InterGuard’s system can also record all of the workers’ emails, instant messages and keystrokes, and takes pictures of workers’ screens as frequently as every five seconds, which managers can review as they please.
Business is booming for their subscription-based software, Miller said: Hundreds of companies a week, three times their normal interest, are now asking about using the employee surveillance tools.
He called it “financially irresponsible” for companies not to keep a close eye on their employees’ daily work and said managers “feel completely entitled to know what their workers are doing” if they’re allowed to log in from home.
but most should have nothing to hide: “If you’re uncomfortable with me confirming the obvious [about your work], what does that say about your motives?”
Well, I’m sure most of us have nothing to hide, but would still feel our privacy was violated if there were a camera recording us 24/7.
Many said they’re already facing incredible anxiety over how their job responsibilities will change, whether their companies will have to lay off workers or cut wages, or even whether their industry will survive. But they are hesitant to speak up about the constant monitoring, for fear that any criticism could lead them to join the more than 30 million Americans who have filed for unemployment aid since mid-March.
“It’s really demoralizing to feel like you’ve done good work for a company, maybe for years, and have a solid, reliable track record, and they’re treating you as if you’re going to spend your day drinking beer and watching YouTube,” Green said. “People don’t work well under that kind of scrutiny, even in the best of times.”
“They’re just checking in constantly. Every meeting is, ‘What are you working on, exactly?’” she said. “I worked all weekend and woke up to an email this morning asking for everything I did last week.”

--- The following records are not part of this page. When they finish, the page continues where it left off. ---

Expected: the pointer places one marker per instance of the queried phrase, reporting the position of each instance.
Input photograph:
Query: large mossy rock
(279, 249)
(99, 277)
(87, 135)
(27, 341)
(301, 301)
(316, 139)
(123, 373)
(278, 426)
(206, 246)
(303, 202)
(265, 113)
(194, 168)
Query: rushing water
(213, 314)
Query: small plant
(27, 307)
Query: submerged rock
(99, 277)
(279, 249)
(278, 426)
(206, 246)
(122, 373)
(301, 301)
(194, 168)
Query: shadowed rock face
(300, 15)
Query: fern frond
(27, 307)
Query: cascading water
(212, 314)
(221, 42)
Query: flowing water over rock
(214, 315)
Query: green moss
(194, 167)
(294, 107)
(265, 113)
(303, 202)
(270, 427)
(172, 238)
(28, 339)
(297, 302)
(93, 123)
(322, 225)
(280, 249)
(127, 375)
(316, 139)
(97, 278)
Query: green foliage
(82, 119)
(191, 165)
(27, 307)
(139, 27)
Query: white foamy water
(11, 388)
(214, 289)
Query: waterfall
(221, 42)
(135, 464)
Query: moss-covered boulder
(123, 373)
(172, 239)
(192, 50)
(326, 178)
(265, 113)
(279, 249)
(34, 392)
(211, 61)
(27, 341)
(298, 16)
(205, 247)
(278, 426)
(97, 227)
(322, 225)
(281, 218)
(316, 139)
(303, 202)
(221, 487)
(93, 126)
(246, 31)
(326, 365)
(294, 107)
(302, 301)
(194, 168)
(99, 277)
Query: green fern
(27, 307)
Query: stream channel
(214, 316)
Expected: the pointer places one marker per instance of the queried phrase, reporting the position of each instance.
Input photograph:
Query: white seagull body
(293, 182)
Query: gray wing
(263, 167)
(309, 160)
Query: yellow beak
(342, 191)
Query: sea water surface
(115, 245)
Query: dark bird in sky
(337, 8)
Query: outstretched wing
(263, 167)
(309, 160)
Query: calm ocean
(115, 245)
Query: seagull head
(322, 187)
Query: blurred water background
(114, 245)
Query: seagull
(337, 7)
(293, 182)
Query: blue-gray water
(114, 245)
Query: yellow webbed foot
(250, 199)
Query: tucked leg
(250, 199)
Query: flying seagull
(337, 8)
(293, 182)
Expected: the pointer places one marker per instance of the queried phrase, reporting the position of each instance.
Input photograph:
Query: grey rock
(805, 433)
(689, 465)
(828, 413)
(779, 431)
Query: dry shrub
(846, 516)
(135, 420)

Pragli’s system measures employees’ keyboard and mouse usage to assess whether they’re actively working — any more than 15 seconds can shift a worker from ‘active’ to ‘idle’ — and allows anyone to instantly start a video conversation by clicking on another person’s face, similar to swinging by their desk in a real-world office.
This must be only for jobs where people don’t have to think, and it’s still appalling and shows an astonishing lack of respect for workers.
The productivity of programmers would nose-dive if they had to type something every 15 seconds to stay out of trouble with the boss. I remember how much time I spent sketching diagrams and flow charts to organize my work, talking to other people about my questions, and none of that was done online.
They are also developing a facial-recognition feature that could display a worker’s real-world emotion on their virtual avatar’s face; a beta version of the feature currently works only if the person smiles.
This is even creepier, a digital amalgamation of my facial expression and the “corresponding” expression on an avatar.
…another start-up, Sneek, takes that idea even further, uploading pictures of workers’ faces taken through their webcam as often as every minute for their colleagues to easily see.
Currie said the periodic photos were built to help remote teams feel a sense of teamwork and closeness over the Web. He knows some people are skeptical but says the system can be more humane than email and other methods of workplace communication.
This new wave of digitally mandated corporate camaraderie is quickly burning some workers out, said Green, who has heard from dozens of employees feeling socially fatigued and unable to say no, lest they be painted as an outcast.
There are some signs that all of this tech-enabled social monitoring is hitting a wall. The video-chat service Zoom recently removed an “attention tracking” setting, which alerted a call host when a participant was focused elsewhere, following public outcry about how invasive and creepy the feature seemed.